The square is the 2-dimensional analog of the cube. As can be seen on the right, a square can be triangulated in two ways. These two triangulations are obtained from each other by a flip.

There are 74 ways to triangulate the usual (3-dimensional) cube [1], i.e. to decompose the cube into a collection of tetrahedra that share their vertices with the cube and intersect along common faces. These 74 triangulations can be partitioned into 6 symmetry classes [1,2]. All of these triangulations are regular and, as a consequence, each of them can be transformed into any other triangulation of the cube by performing a sequence of flips. Indeed, the graph induced by the regular triangulations in the flip graph of a set of points is the edge-graph of the corresponding secondary polytope.

What about the tesseract, the 4-dimensional analog of the cube?
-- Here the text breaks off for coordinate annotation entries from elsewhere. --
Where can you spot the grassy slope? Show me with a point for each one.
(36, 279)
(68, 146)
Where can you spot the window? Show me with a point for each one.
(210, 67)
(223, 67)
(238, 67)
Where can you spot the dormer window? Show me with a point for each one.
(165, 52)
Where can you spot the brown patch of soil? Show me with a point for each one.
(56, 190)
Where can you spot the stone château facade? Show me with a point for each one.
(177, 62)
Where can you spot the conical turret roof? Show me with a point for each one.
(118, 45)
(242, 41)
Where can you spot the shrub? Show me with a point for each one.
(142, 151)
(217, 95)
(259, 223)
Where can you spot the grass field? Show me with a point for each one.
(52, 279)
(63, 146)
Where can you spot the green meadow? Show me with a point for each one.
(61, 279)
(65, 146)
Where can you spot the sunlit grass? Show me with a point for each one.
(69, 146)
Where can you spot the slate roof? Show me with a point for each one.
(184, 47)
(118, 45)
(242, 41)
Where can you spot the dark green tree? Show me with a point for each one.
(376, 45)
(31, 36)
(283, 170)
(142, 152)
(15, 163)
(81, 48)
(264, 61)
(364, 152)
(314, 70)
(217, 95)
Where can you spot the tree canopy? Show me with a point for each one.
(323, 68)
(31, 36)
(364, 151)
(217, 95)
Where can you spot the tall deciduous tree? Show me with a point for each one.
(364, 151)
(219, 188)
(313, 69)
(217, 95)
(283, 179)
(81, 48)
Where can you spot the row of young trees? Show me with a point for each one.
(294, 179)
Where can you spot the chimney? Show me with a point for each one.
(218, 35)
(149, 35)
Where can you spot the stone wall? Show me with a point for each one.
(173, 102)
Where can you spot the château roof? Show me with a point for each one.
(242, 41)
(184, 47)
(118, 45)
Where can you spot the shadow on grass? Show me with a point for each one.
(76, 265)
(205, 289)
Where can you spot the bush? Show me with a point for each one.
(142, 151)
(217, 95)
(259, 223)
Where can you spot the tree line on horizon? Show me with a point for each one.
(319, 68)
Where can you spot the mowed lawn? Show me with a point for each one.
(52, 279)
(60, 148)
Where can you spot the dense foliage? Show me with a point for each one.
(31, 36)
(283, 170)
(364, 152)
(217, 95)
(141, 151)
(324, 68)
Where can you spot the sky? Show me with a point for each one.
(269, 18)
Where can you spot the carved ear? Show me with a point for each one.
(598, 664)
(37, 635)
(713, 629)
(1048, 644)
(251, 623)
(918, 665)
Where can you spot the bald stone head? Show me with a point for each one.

The only method fast enough to enumerate them explores its flip-graph, under the assumption that this graph is connected. I proved the connectedness of this graph in [3]. Part of this proof is computer-assisted: Proposition 3 from [3] is obtained using an algorithm you will find several implementations of here.

The triangulations of the tesseract can then be enumerated using TOPCOM: there are 92 487 256 of them, partitioned into 247 451 symmetry classes. These numbers are reported within sequences A238820 and A238821 in the Online Encyclopedia of Integer Sequences:

dimension	0	1	2	3	4
number of triangulations (A238820)	1	1	2	74	92 487 256
number of symmetry classes (A238821)	1	1	1	6	247 451

The corresponding numbers are as yet unknown for hypercubes of dimension greater than 4.